Shapes, spaces, structures. I write because words possess amazing structural potential. Arranging them seems to me partially like putting together a jigsaw puzzle, partially like constructing a sculpture. To a certain extent, some arrangements of words are just superior to others. But after attaining a certain level of competence, the arrangements do not rank as “better” or “worse,” but instead create very different effects. The labyrinthine sentences of Charlotte Bronte unfold with a beautiful lilt; the muscular terseness of Ernest Hemingway ring with a music of its own.
Of course, this line-level significance of each word extends to the overall structures of stories. And that is what appeals to me about journalistic writing: for the most part, the puzzle pieces have been presented to the writer. She works with a set of givens, unlike in poetry and fiction. The challenge, then, is not inventing elements, but inventing the best arrangement. Not to say this challenge is less rigorous than the challenge of creative work; it is creativity within constraints.
My choice to write for The Odyssey stemmed from a desire to exercise the requisite journalistic muscles in small, frequent bursts rather than in a few lengthy feature articles a year. This way, every experience offers itself to be crystallized into a story, into a shape. Facing an experience as a journalist gives me a confidence I do not have in my “civilian” life. I occupy a role. I am there to observe as events unfold how they will. The outcome is often irrelevant. Gaining a negative experience will make as good a story as a positive experience; in fact, it will often be more interesting.
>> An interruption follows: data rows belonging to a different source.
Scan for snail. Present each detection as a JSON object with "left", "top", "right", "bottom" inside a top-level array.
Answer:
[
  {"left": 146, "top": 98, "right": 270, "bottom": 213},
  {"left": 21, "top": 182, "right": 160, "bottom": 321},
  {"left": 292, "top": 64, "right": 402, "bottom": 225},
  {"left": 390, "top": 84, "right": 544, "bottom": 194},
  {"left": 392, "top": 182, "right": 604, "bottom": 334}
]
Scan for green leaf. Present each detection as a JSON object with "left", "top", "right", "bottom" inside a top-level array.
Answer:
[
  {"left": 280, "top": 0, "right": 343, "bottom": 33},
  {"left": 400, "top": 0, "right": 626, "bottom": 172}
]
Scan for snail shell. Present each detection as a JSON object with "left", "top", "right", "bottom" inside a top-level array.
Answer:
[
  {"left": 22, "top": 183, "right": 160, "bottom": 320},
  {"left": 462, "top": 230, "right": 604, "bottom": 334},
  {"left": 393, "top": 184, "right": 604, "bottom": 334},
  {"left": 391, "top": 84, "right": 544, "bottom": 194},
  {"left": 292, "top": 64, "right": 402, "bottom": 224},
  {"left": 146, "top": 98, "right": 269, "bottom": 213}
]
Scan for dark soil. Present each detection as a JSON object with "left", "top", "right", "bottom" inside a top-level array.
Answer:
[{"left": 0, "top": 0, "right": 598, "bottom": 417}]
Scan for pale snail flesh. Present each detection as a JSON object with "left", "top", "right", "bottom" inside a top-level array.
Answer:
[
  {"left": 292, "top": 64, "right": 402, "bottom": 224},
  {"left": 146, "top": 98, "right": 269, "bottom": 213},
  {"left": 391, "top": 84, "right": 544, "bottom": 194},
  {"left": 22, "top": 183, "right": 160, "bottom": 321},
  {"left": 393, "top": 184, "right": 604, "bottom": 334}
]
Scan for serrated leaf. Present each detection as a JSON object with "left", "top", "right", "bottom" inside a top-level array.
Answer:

Now that I am expected to produce an article per week, I attempt to cultivate the mindset of treating everyday experiences as journalistic endeavors. Getting lost in Portland. Attending a heated yoga class. Visiting a novelty taxidermy shop. Watching an episode of my favorite show on Netflix. These do not have to be challenges, inconveniences, routine actions, or things I would never consider doing. These are all fodder for stories, for making new shapes with my life, for making 26 particular shapes into various aggregations that will result in completely unique shapes. After assembling the raw sediment of experience and applying the pressures of narrativizing, contextualizing, and editing, I can present bits of my life as compressed, pure, and shapely -- little crystals to add a touch of beauty or insight to other people’s lives.
That is, after all, the final phase of the story process, one structured into The Odyssey platform through its mandatory social media sharing policy: sharing. I have often thought of language, that collective archive of what I lovingly termed “amazing structural potential,” is: a net woven tight against entropy, an aggregate of shared human experience and cognition that flows and expands through a communal effort. Hence peer-reviewing and citing in academia: to build off, rather than echo or erase. Perhaps I digress; I merely mean to say this process of streamlining and structuring that occurs in every article I write epitomizes in sharing. That is why I write for various platforms like The Odyssey. I hope this article will serve as a crystal for one or two of you.